1980 Lancement de la collection « Copyright », qui publie des auteurs américains.
1985 Tardi est lauréat du Grand Prix de la ville d'Angoulême.
1988 Gallimard devient actionnaire de Futuropolis.
1994 Étienne Robial quitte les éditions.
2004 Antoine Gallimard et Mourad Boudjellal relancent la maison, sous la direction éditoriale de Sébastien Gnaedig.
2007 José Munoz est lauréat du Grand Prix de la ville d'Angoulême.

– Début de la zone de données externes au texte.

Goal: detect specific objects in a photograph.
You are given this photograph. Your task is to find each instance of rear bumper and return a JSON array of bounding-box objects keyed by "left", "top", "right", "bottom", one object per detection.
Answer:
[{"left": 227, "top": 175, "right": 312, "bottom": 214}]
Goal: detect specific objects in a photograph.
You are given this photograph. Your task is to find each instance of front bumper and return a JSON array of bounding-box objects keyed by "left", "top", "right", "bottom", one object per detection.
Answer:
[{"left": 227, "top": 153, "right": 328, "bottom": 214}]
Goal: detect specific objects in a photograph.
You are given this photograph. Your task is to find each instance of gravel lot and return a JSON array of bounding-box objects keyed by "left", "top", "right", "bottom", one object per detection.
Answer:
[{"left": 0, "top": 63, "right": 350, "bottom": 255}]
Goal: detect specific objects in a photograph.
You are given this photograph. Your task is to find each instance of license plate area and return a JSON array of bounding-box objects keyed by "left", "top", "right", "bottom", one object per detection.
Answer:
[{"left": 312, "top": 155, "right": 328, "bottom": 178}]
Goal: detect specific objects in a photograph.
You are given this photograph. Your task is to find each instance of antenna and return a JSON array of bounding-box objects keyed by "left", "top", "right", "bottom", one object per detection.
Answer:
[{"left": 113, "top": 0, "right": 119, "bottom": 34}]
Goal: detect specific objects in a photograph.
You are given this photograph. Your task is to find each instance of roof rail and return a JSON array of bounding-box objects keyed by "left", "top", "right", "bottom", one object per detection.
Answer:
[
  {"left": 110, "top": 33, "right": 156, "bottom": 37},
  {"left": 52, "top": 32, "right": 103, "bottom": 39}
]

2009 Blutch est lauréat du Grand Prix de la ville d'Angoulême.
2010 Baru est lauréat du Grand Prix de la ville d'Angoulême.
2011 Étienne Davodeau publie Les ignorants, le plus grand succès de Futuropolis.
2012 Jean-Claude Denis est Grand Prix de la ville d'Angoulême.
2014 Gallimard redevient l'unique actionnaire de Futuropolis.
2015 Luz publie Catharsis.
2017 Cosey, Grand Prix de la ville d'Angoulême, signe Calypso chez Futuropolis.
2021 Le droit du sol, d'Étienne Davodeau, devient son deuxième plus gros succès.
2024 Pour les 50 ans de la maison, des auteurs de la première période reviennent dans le catalogue et s'associent avec les auteurs de la deuxième période, comme Edmond Baudoin et Emmanuel Lepage qui publie Sous nos pieds les étoiles. Une réédition de La guerre des boutons de Florence Cestac va également paraître en fin d'année.